Les experts nationaux et internationaux participant à la journée d’étude organisée, mardi dernier, à Alger par le Conseil national économique, social et environnemental (CNESE), ont plaidé pour la valorisation de la forêt, le développement d’une industrie du bois qui doit être aussi une source d’énergie complémentaire.

Dans ce cadre, le chargé d’étude et de synthèse au niveau du CNESE, Amar Leulmi, a appelé à bâtir une véritable industrie forestière (production bois, liège et plantes aromatique et médicinales et autres produits), en impliquant les centres de recherche.

M.Leulmi a préconisé également le lancement de nouvelles politiques forestières « territorialisées » et le développement des chaines de valeur dans le domaine des forêts.

Le développement de l’écotourisme et des activités récréatives, ainsi que le développement de la filière bois-énergie comme source alternative, figurent parmi les recommandations de l’expert du CNESE.

Pour sa part, l’expert en économie de l’environnement et conseiller à l’Agence allemande de coopération internationale pour le développement (GIZ), Ludwig Liagre, a évoqué l’importance d’établir des conventions de partenariat avec les opérateurs privés, citant l’exemple du Costa Rica, qui a initié des contrats de cinq ans avec des privés pour la protection de la forêt avec des incitations pour le reboisement, l’agroforesterie et la régénération naturelle des forêts.

Selon M. Liagre, les responsables doivent favoriser le recours au financement local, notamment de la part d’investisseurs privés orientés vers le secteur forestier pour booster la productivité.

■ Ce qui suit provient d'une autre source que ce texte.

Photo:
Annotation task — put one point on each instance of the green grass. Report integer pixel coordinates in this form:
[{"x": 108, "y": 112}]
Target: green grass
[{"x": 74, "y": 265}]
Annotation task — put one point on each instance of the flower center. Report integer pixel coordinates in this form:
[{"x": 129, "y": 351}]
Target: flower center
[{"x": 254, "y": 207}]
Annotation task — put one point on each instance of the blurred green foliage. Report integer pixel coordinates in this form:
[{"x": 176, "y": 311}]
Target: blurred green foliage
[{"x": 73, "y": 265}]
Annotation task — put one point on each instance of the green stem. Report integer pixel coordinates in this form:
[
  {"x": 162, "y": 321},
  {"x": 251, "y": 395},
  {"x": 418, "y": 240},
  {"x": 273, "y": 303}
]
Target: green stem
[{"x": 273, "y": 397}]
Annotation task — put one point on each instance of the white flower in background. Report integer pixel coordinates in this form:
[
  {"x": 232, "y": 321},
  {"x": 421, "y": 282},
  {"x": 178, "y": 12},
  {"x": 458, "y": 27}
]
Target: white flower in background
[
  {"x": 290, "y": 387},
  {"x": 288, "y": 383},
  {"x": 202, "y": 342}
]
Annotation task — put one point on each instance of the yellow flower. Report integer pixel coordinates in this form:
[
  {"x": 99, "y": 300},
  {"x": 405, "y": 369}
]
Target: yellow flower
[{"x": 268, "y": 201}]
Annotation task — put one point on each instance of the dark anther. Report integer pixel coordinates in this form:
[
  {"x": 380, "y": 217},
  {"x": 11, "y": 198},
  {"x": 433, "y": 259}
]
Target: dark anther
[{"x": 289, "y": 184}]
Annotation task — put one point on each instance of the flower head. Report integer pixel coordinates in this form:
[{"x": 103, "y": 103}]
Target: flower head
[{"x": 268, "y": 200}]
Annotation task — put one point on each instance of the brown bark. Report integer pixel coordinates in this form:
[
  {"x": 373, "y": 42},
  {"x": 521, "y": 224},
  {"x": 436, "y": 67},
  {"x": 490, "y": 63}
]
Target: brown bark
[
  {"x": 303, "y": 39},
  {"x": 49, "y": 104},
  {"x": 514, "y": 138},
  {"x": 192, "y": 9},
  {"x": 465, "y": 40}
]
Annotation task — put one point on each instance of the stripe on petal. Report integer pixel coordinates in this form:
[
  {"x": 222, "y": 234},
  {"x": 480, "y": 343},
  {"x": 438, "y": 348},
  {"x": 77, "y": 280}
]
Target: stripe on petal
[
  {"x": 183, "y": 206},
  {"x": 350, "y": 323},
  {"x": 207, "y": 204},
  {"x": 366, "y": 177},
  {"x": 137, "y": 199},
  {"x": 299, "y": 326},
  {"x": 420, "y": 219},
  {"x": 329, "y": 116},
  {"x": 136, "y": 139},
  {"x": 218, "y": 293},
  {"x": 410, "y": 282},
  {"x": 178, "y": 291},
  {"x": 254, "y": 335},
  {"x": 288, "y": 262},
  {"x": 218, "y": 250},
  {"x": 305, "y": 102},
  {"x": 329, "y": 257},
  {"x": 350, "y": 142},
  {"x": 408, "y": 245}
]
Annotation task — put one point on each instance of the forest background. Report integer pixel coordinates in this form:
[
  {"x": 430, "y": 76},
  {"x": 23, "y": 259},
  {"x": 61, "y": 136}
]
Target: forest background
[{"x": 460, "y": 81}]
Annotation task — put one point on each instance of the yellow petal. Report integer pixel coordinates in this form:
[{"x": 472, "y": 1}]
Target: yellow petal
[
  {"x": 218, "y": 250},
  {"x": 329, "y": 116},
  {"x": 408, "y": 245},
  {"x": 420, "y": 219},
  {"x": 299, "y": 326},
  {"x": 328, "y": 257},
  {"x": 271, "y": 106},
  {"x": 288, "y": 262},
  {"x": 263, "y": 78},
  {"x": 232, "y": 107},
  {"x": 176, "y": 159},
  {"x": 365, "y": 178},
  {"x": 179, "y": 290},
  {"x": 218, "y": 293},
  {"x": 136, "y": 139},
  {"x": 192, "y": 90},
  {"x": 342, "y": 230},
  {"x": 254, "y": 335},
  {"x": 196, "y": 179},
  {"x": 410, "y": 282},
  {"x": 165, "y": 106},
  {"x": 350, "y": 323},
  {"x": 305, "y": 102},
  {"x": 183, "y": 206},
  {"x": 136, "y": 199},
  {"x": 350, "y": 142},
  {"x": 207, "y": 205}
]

Quant à l’expert Supply-Chain, auditeur et conseil en gestion de risques, Jean Pierre Deutch, il a estimé que les partenariats publics-privés (PPP) pourrait contribuer à augmenter la productivité des forêts, surtout lorsqu’on développe des politiques d’incitation faisant de la forêt un investissement rentable.

De son coté, le président du CNESE, Rédha Tir, a préconisé le recours à une gestion plus moderne des opérateurs chargés de développer la filière bois ainsi que la nécessité de les accompagner, tout en valorisant la créativité et le génie forestier au sein des start-up et des PME.

Et afin d’impliquer davantage les opérateurs privés, M. Tir a fait savoir que le CNESE va proposer de réviser le droit administratif, notamment dans le domaine des biens publics, « en visant la correction et la modernisation des textes relatifs au domaine national » pour leur permettre un accès « flexible » à la gestion de ce foncier.

Le président du CNESE a appelé, en outre, à encourager les entreprises créatrices d’emploi et de richesse dans le domaine du transport forestier et de la gestion des loisirs et l’écotourisme.

A noter que des représentants de différents ministères directement concernés par cette problématique, de nombreux directeurs généraux et directeurs d’entreprises publiques et privées, ainsi que des chercheurs, enseignants et universitaires et des représentants de la société civile ont assisté à cette journée d’étude.